O Supremo Tribunal Federal já agendou o julgamento do recurso com potencial de influenciar diretamente a vida e os benefícios de milhares de aposentados e pensionistas do INSS. A Corte marcou entre os dias 4 e 11 de junho o julgamento, no plenário virtual, da chamada "revisão da vida toda", que poderá validar o aumento nas aposentadorias e pensões de segurados. Discute-se a aplicação da regra mais vantajosa aos beneficiários da Previdência Social que tiveram contribuições anteriores a julho de 1994, período que coincide com o Plano Real.
Especialistas ouvidos pela ConJur consideram ser difícil, no momento, avaliar os efeitos financeiros de uma possível decisão do STF em favor dos aposentados, embora julguem que o mais importante é a fixação de tese de repercussão geral de um tema que vem sendo discutido pelo Judiciário há anos sem que seja consolidada uma posição definitiva de como corrigir as pensões. Hoje há milhares de pedidos de revisão de benefícios, incluídas aposentadorias e pensões, os quais aguardam por uma decisão.

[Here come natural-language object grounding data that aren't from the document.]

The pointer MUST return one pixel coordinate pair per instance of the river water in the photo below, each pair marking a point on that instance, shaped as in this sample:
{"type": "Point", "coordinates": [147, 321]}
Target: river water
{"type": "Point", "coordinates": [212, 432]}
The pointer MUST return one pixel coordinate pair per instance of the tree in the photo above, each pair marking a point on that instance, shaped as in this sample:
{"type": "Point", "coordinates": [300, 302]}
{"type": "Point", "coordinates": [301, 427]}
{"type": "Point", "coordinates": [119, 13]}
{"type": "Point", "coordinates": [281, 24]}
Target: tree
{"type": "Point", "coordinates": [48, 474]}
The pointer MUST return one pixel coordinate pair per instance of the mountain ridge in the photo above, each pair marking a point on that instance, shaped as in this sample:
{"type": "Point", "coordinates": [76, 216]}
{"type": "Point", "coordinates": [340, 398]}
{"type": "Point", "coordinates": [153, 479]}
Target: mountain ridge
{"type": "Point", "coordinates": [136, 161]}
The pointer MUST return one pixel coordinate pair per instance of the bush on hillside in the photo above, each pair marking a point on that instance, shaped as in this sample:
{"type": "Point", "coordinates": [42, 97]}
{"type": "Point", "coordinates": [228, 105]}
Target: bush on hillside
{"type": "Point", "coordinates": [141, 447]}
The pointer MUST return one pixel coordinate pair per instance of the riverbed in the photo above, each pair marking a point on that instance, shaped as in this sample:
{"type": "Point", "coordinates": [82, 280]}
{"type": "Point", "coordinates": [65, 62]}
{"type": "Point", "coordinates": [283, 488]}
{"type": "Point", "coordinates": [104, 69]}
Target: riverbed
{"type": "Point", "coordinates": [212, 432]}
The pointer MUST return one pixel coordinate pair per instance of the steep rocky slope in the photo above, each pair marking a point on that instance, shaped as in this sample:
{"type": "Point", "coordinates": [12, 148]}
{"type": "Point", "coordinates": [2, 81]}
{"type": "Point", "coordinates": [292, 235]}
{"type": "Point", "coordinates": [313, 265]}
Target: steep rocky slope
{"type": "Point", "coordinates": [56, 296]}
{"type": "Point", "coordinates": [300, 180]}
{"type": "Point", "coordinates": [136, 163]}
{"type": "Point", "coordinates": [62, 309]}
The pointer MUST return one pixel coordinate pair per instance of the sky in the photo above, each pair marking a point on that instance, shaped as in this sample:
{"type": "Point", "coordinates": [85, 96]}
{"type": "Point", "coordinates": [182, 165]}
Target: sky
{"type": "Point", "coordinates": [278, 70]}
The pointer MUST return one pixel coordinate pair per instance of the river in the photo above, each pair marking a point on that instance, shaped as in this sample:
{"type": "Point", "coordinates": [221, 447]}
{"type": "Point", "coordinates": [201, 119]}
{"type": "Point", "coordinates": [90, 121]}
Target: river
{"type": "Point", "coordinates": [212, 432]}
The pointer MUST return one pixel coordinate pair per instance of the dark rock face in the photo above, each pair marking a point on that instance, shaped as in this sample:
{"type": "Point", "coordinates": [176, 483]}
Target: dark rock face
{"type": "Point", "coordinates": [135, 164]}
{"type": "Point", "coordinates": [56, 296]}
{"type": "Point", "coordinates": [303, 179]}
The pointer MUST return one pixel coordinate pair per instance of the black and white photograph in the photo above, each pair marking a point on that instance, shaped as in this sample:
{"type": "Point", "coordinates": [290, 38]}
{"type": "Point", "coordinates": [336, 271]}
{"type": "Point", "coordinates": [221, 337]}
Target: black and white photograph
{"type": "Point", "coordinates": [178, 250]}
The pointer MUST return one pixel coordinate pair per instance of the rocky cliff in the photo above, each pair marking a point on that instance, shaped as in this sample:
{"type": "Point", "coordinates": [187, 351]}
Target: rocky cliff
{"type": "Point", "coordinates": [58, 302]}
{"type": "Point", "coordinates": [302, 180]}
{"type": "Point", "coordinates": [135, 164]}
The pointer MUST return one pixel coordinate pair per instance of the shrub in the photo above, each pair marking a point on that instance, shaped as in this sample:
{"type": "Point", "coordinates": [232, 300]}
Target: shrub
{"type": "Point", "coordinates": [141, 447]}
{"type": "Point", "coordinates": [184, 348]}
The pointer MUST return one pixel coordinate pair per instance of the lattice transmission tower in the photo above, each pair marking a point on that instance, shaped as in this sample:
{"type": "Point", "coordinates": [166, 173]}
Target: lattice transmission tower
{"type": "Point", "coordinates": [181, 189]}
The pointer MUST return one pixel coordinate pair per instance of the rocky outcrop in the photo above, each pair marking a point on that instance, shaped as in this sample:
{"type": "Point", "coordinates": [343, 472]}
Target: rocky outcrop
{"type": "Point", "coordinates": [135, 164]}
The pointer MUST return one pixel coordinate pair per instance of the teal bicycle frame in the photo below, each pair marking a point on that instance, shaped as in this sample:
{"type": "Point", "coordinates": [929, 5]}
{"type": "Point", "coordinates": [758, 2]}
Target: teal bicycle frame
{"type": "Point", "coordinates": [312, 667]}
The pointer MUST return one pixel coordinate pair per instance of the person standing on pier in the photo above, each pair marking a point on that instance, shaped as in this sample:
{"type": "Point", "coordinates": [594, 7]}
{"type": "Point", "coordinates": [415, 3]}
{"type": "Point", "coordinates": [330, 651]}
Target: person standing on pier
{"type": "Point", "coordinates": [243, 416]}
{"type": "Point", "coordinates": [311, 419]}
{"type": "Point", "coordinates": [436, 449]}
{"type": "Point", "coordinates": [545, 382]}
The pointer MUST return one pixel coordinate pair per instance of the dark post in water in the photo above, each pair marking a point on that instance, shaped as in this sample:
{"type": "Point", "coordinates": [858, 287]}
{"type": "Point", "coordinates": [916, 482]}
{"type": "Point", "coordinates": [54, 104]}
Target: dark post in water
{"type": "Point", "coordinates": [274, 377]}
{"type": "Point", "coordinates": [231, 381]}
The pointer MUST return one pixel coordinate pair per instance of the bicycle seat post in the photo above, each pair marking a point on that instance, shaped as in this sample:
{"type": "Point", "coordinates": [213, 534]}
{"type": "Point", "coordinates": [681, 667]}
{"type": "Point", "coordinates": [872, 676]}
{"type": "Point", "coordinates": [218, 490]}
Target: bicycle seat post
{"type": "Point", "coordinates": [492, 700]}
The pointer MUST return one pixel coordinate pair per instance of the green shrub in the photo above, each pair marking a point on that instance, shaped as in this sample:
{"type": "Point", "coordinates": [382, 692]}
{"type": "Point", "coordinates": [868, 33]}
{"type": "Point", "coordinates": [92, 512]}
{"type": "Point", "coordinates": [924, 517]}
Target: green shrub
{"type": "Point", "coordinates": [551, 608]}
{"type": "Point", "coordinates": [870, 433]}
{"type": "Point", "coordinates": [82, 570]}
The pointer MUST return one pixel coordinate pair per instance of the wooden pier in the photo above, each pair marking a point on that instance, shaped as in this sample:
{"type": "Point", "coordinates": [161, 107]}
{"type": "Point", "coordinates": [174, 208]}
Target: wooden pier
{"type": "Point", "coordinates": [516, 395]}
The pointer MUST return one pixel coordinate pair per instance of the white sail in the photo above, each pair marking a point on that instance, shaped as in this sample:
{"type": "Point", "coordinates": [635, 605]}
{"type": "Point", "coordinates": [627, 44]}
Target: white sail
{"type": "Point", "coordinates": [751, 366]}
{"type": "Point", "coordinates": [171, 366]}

A causa vem de longe. A Lei 9.876/99 reformou a Previdência e criou uma regra de transição que desconsiderou, para o cálculo da aposentadoria, os valores recebidos antes de julho de 1994. A revisão da vida toda permitiria que segurados que tiveram contribuições altas anteriores a esse período pudessem usar a média de todos os salários de contribuição para a revisão do benefício, com base no artigo 29 da Lei 8.213/1991.
Antes desta lei, todos os benefícios eram concedidos com base nas últimas 36 contribuições existentes nos últimos 48 meses antes do pedido de aposentadoria. Foram criadas, duas regras, a definitiva e a regra de transição. Na regra de transição criada, que deveria ser utilizada para o cálculo de todos os benefícios de quem já estava contribuindo com o INSS antes da nova regra, só deveriam ser considerados os salários de contribuição a partir de julho de 1994.
A regra de cálculo definitiva, por outro lado, previa a inclusão de todos os salários de contribuição, de toda a vida, para cálculo de benefícios. O INSS, desde então, sempre considerou somente as contribuições de julho de 1994 para a concessão de todos os benefícios. Acontece, que em alguns casos, mesmo sendo hipótese de utilização da regra de transição, o segurado tinha um benefício maior, caso fosse feito o cálculo pela regra definitiva, e começaram então a chover processos de revisão, solicitando a utilização da regra de cálculo definitiva e não de transição.
Marco Aurélio relator
A ação em debate foi ajuizada contra o Instituto Nacional da Seguridade Social (INSS) por um contribuinte do Rio Grande do Sul afetado pelas regras. O pedido foi negado em primeira e segunda instâncias, mas aceito no Superior Tribunal de Justiça em 2019. O INSS interpôs recurso extraordinário ao Supremo Tribunal Federal, que aguarda julgamento. Segundo o governo, a não aplicação da regra da Lei 9.876/99 equivaleria à declaração da sua inconstitucionalidade, e a exclusão do período contributivo anterior teria sido opção legislativa.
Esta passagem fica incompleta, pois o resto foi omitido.